Well… eh. The thing to keep in mind is it’s all very complicated. Even if there was a direct link between sift drink consumption and pancreatic cancer, your chances of developing the cancer, even as a soda drinker, would still be very small. But, the thing is, there isn’t necessarily a direct link between the two; there’s an association here, but maybe not a causal link. That is, people who drink soda are more likely to get pancreatic cancer, but we don’t know it’s the soda that causes the cancer.
Soft drink consumption itself was associated with behavior like smoking and red meat consumption, so it’s difficult to say that it’s just the soft-drinking (as it were) that contributes to the increased cancer risk.

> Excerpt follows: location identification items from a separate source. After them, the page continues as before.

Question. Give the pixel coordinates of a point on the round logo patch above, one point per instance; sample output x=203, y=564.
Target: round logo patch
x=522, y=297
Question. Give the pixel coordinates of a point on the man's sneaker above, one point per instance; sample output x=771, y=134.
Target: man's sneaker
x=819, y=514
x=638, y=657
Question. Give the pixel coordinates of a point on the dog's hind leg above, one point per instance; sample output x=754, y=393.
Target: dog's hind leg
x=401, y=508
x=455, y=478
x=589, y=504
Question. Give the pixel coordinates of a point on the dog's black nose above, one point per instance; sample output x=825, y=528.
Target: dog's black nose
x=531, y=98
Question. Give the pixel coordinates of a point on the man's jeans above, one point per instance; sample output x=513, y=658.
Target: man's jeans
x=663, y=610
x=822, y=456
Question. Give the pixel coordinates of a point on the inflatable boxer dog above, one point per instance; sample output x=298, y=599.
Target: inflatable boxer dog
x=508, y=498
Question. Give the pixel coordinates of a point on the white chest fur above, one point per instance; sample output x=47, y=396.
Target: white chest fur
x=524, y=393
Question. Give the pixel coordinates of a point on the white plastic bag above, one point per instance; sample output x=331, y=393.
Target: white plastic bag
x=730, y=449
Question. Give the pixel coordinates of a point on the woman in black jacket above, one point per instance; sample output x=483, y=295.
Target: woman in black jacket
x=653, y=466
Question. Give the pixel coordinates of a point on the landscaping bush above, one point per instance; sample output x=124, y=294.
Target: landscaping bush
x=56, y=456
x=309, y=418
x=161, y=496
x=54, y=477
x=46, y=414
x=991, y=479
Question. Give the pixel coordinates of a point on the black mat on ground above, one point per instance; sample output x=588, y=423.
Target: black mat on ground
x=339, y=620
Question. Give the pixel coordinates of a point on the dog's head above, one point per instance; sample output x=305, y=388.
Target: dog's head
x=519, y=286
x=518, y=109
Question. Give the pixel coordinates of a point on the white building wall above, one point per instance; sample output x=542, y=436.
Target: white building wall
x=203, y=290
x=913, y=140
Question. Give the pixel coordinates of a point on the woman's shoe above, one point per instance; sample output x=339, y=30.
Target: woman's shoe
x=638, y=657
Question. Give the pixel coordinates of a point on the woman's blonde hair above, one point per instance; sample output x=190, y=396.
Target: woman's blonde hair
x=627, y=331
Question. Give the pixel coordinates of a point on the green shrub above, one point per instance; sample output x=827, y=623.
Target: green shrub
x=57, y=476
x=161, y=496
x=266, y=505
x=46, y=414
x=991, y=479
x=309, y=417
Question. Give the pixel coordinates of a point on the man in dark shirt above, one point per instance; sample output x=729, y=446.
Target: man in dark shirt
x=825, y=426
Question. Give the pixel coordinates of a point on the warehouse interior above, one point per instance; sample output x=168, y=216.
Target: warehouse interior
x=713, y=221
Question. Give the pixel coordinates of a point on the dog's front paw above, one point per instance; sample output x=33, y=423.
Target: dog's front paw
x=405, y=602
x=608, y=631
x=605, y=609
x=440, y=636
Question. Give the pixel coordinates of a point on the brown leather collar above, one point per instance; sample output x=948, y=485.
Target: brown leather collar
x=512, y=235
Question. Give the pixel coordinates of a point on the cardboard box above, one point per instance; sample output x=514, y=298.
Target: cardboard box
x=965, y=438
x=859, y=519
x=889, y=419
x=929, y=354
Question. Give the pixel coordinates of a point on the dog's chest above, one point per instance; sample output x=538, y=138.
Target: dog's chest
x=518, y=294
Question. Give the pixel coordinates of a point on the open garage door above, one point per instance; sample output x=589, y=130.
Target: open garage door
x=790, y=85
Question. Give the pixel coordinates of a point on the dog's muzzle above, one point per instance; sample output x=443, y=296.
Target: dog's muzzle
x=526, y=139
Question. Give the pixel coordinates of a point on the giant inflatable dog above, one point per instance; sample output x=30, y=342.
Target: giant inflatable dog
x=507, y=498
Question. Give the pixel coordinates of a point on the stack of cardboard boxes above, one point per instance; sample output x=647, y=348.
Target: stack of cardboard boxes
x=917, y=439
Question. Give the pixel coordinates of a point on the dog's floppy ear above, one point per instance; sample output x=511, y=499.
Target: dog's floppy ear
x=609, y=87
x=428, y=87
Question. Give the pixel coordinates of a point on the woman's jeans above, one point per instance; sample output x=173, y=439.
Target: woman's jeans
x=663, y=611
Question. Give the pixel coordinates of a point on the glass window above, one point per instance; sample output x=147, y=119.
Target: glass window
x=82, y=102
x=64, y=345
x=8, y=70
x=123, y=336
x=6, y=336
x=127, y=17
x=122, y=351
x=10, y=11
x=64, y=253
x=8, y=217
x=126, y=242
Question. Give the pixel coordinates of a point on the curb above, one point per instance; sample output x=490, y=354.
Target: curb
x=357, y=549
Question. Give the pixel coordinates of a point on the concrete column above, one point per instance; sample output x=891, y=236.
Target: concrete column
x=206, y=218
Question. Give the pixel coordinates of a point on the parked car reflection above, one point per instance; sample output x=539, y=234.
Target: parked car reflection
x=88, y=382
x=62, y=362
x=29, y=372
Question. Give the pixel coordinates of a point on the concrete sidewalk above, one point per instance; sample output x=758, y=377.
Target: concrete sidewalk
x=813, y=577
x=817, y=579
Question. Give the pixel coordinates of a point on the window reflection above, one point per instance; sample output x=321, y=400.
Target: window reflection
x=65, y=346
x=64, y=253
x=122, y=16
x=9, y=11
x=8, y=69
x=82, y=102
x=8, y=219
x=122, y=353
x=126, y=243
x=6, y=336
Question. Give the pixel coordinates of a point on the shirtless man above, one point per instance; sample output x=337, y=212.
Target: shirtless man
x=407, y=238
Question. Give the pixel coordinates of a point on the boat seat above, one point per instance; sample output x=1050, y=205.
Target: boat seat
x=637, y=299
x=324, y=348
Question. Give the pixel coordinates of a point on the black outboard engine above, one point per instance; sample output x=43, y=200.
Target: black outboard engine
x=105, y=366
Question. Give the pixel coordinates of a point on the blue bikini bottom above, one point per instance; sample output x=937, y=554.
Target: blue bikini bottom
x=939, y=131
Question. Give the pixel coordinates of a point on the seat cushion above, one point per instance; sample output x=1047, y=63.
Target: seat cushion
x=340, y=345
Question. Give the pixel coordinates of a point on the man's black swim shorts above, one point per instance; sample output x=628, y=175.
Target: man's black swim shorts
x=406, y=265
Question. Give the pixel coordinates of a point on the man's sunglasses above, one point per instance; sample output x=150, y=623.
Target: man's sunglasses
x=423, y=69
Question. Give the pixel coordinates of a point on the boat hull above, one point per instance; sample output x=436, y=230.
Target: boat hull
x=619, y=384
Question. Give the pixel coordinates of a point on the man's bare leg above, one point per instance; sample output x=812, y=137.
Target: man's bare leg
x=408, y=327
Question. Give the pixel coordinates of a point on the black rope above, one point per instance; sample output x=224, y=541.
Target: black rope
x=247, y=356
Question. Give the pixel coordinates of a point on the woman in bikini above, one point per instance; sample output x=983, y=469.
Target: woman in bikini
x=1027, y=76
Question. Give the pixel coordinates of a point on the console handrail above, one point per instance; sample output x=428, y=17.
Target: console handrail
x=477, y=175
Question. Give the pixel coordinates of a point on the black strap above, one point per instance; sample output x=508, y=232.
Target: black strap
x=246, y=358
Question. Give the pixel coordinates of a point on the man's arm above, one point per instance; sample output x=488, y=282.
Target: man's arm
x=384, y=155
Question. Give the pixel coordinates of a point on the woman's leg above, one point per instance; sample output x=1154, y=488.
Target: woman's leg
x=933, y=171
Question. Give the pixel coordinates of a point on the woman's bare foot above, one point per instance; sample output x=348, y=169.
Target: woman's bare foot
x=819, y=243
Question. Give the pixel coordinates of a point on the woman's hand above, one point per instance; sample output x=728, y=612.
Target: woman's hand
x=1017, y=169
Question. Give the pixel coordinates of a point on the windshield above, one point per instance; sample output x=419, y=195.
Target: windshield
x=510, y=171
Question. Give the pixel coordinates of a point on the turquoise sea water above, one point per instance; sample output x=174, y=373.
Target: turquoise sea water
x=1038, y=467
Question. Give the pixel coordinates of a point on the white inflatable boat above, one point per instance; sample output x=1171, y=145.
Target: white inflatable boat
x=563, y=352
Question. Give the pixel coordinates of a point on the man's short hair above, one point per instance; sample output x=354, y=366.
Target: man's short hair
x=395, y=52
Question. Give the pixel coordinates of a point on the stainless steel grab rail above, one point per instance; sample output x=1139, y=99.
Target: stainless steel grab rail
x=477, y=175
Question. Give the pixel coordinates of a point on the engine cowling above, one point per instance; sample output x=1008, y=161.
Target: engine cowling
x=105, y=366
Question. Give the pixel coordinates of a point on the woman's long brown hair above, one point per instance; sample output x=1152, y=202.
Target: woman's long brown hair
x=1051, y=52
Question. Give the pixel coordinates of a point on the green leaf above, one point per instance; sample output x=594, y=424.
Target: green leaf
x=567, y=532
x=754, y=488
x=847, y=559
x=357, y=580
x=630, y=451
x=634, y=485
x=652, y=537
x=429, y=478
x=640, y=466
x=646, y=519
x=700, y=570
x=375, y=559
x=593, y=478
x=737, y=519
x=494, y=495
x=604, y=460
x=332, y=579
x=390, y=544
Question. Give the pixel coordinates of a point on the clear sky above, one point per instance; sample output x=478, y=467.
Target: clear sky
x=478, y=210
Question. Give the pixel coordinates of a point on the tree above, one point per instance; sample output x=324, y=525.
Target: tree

Researchers do think, however, that it’s possible that soda could be involved in a causal relationship with the cancer. The high sugar levels in soda probably contribute to increased insulin production and presence in the body, which may contribute to pancreatic cancer cell growth. The study also found, however, that there was no association between fruit juice consumption and pancreatic cancer, which sort of makes me wonder. Lots of fruit juice, after all, is very sugary (even if it’s not quite so sweet as most soda). So does it have something to do with the type of sweetener used? Most soda in this country is sweetened with corn syrup, but that’s not necessarily the case in other countries (see Coca Cola for an example), and there’s some debate as to how the body might react to different sweeteners.
Anyway, you aren’t completely taking your life in your hands if you finish that can of Fresca. (Fresca was probably a bad example, seeing as how it uses artificial sweeteners, and will probably give you a totally different kind of cancer.) You’re better off just taking the dip out of your mouth. It’s gross with Fresca anyhow.